Guinée, 22 avril (Infosbruts.com) – Certaines réalités politiques avancent masquées, dissimulées derrière leur apparente banalité, alors même qu’elles exercent une influence profonde et durable. La frustration en fait partie. Elle ne défile pas dans les rues, ne se proclame pas toujours dans les discours, ne s’affiche pas à la une des crises spectaculaires. Et pourtant, elle travaille en profondeur, patiemment, presque silencieusement, les structures mêmes de la vie publique.

La politique, dans son essence, est un espace de médiation des intérêts, des ambitions et des espérances. Elle est, par nature, un lieu de tension entre ce qui est promis, ce qui est possible et ce qui est vécu. Dans cet écart naît la frustration. Mais réduire celle-ci à une simple réaction émotionnelle serait une erreur d’analyse. La frustration est un fait politique à part entière : elle est le symptôme d’un désajustement entre l’individu et l’ordre collectif.
Ce qui rend la frustration particulièrement redoutable, c’est sa banalisation. Parce qu’elle est fréquente, on la considère comme normale, presque inévitable. Parce qu’elle est souvent silencieuse, on la croit sans conséquence. Or, c’est précisément cette double illusion qui en fait un phénomène politiquement dangereux. Car une frustration ignorée ne disparaît pas : elle sédimente.

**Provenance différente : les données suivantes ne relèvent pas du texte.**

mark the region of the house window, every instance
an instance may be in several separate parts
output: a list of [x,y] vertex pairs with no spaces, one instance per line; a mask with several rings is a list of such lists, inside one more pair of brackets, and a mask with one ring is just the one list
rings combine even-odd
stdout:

Chaque acteur du corps politique, militant, cadre, citoyen, élu ou simple sympathisant, porte une part de l’édifice collectif. Chacun y dépose sa pierre, avec ses attentes, ses sacrifices, ses espoirs de reconnaissance ou d’impact. Lorsque cette contribution n’est pas reconnue, lorsqu’elle est ignorée, dévalorisée ou instrumentalisée, il ne s’agit pas seulement d’un malaise individuel : c’est une micro-fissure qui apparaît dans la structure commune.
Isolée, une fissure est négligeable. Mais la politique n’est jamais faite d’isolats. Elle est un tissu dense de relations, de perceptions et de loyautés. Ainsi, la répétition des frustrations produit un phénomène cumulatif. Chaque pierre retirée, chaque engagement affaibli, chaque confiance érodée laisse un vide, certes minime à l’échelle individuelle, mais structurel à l’échelle collective. A terme, ces absences invisibles altèrent la solidité de l’édifice.
Il faut alors comprendre que le danger des frustrations politiques ne réside pas dans leur intensité immédiate, mais dans leur accumulation différée. Elles ne provoquent pas toujours des ruptures brutales ; elles engendrent plutôt des désengagements progressifs, des loyautés fragilisées, des engagements tièdes. La politique cesse alors d’être un espace de conviction pour devenir un espace de calcul ou de retrait.
Plus encore, la frustration non traitée modifie la qualité du lien politique. Elle engendre une culture de suspicion, une défiance latente, une perte de sens. L’acteur frustré ne quitte pas toujours le système ; il y reste parfois, mais autrement : moins investi, plus distant, parfois même intérieurement opposé. Ce phénomène est sans doute l’un des plus sous-estimés en politique : la présence physique ne garantit pas l’adhésion morale.
D’un point de vue stratégique, ignorer les frustrations revient donc à miner sa propre base. Une organisation politique peut paraître solide en surface, afficher des structures, des figures, des discours cohérents. Mais si, en profondeur, les frustrations s’accumulent, elle devient vulnérable sans le savoir. Car ce ne sont pas toujours les adversaires déclarés qui affaiblissent un système, mais les soutiens désabusés.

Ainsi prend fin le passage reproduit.